Watch Me Fall finds Reatard in his usual paranoid state and solidifying the ideas he toyed with on last year’s Matador Singles compilation. Every song on the record is better than anything on the singles compilation. He’s expanded on the blistering, loud punk of Blood Visions and added catchy vocals, some acoustic guitar and even the occasional keyboard. It’s more instantly likeable and less harsh. He’s making pop punk like nobody else does; it’s creepy and depressing and catchy as hell.

It’s arranged flawlessly, with each song flowing easily to the next. If Watch Me Fall has any single flaw, it’s the variety that is sacrificed in the name of album continuity. The vocal parts can sound a bit similar after a while and the tempos don’t change often enough. There really aren’t any bad moments, but all the good ones start to sound the same after a while.

The albums themes are also pretty monotonous, but this serves more as a benefit than a detractor.

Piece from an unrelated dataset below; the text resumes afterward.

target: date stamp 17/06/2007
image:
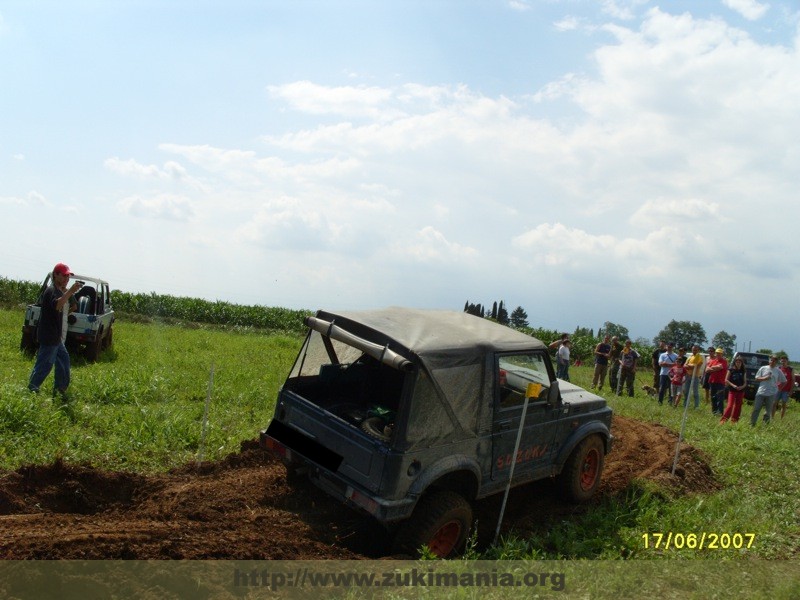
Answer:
[642,531,756,550]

Reatard’s relentless paranoia and depression help make the album a seamless whole. The album begins with him complaining on It Ain’t Gonna Save Me that there's “a cloud shit on me and I don’t know why” and ends with There Is No Sun, which finds him complaining (again), obviously enough, about the lack of sun in his world. Both songs find him exploring loneliness and depression in the same way; the clouds aren’t raining on anyone else or covering their sun, just his. Lyrically, they successfully tie the ends of the album together.  He’s alone in his house on Before I Was Caught and alone in his melancholy landscape all across the record. He comes off as a relentlessly creepy stalker on I’m Watching You: as my cousin Alex so eloquently put, “of course it’s creepy. I spent a night in jail last time I tried that.”

Green Day makes pop punk too, but they don’t make it as uniquely or as well as Reatard (no one does, at least in 2009). They also claim to know their enemy, though they never specify who that is (maybe a retired right wing politician?). Jay Reatard knows his enemy, and it’s himself. He’s just hanging around, alone with just his thoughts imagining that he gets to Hang Them All. He has found his musical voice on Watch Me Fall, and while it may not be the best album of 2009, it’s certainly one of the most enjoyable.